Frequency-dependent Shear Wave Splitting and Layered Anisotropy Beneath the Eastern Margin of North America

The mantle fabric beneath eastern North America records past deformational events associated with its complex tectonic history, including the assembly and subsequent rifting of Pangaea, in the lithosphere as well as current mantle dynamics in the asthenosphere. Observations of seismic anisotropy offer insights into these past tectonic events as well as into modern-day mantle flow. We measure shear wave splitting of core-refracted, teleseismic phases at EarthScope Transportable Array, Eastern North American Margin Community Seismic Experiment, and national seismic network stations spanning from central Georgia to southern Virginia along the passive margin in three frequency bands: low (0.02-0.1 Hz), mid (0.1-0.2 Hz), and high (0.2-1 Hz), to constrain the relative contributions from lithospheric and asthenospheric anisotropy to the observed anisotropic signals.
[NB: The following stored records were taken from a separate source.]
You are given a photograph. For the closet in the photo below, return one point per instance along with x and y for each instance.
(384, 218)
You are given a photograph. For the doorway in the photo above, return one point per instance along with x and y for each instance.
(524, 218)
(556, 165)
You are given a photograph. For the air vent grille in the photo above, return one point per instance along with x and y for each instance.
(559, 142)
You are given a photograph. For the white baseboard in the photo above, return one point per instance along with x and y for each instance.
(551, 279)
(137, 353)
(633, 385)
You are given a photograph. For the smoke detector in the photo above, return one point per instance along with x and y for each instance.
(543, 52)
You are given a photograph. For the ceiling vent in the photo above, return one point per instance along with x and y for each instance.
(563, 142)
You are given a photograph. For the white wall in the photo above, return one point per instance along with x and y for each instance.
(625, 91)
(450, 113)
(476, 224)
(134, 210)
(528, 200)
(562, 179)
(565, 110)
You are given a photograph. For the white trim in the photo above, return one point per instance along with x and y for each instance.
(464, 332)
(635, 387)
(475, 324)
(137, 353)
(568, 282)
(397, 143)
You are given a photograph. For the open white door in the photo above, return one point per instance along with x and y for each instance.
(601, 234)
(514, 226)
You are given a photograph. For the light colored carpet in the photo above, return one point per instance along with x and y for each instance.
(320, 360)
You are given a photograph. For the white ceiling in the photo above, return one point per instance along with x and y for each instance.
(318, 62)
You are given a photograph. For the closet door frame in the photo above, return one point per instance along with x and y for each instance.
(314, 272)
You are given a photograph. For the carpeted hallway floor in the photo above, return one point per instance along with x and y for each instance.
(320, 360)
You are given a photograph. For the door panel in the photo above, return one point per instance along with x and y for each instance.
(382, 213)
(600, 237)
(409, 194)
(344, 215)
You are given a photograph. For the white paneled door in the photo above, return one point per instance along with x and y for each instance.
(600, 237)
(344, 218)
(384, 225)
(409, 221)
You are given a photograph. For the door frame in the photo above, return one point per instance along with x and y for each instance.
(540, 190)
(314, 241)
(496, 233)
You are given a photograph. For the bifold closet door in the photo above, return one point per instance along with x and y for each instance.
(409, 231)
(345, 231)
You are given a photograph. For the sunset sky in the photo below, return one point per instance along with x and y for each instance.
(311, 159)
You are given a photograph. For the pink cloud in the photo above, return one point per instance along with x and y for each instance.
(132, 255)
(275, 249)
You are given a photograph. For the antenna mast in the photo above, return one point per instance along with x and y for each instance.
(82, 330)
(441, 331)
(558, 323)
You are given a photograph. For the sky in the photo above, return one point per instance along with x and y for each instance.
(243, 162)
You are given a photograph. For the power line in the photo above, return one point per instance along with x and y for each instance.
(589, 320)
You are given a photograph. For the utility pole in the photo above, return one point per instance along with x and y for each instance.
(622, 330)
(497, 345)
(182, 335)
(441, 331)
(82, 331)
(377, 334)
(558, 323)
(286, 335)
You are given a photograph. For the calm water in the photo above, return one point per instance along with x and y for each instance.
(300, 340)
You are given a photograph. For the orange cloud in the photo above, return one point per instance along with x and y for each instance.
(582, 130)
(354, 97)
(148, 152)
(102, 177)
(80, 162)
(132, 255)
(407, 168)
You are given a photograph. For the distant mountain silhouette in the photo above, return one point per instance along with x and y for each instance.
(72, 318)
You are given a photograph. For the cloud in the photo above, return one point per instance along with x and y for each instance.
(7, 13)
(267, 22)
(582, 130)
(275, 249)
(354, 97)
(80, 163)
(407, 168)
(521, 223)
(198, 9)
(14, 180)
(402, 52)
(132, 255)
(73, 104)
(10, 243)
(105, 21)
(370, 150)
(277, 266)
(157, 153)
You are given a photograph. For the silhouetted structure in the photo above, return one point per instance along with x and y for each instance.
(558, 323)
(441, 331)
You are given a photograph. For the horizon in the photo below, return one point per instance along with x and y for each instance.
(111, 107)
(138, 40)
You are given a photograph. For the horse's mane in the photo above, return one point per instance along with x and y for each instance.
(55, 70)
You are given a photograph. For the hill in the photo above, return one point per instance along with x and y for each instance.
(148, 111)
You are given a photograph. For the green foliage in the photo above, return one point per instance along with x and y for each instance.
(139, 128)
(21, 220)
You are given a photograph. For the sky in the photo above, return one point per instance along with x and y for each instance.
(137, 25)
These stations provide lateral coverage from the Appalachian Mountains to ~400 km offshore spanning the full passive margin. We observe clear evidence of frequency-dependence with predominantly null measurements in the low frequency in contrast to strong splitting in higher frequencies, suggesting the presence of vertically varying anisotropic structure. At the mid and high frequencies, we see a change in fast splitting directions from ~NE-SW or E-W in the continental interior to nearly N-S (margin parallel) along the coast, although some variations across frequencies exist. For stations with >10 years of data coverage, we model multi-layered anisotropy beneath the margin using all 3 frequency bands.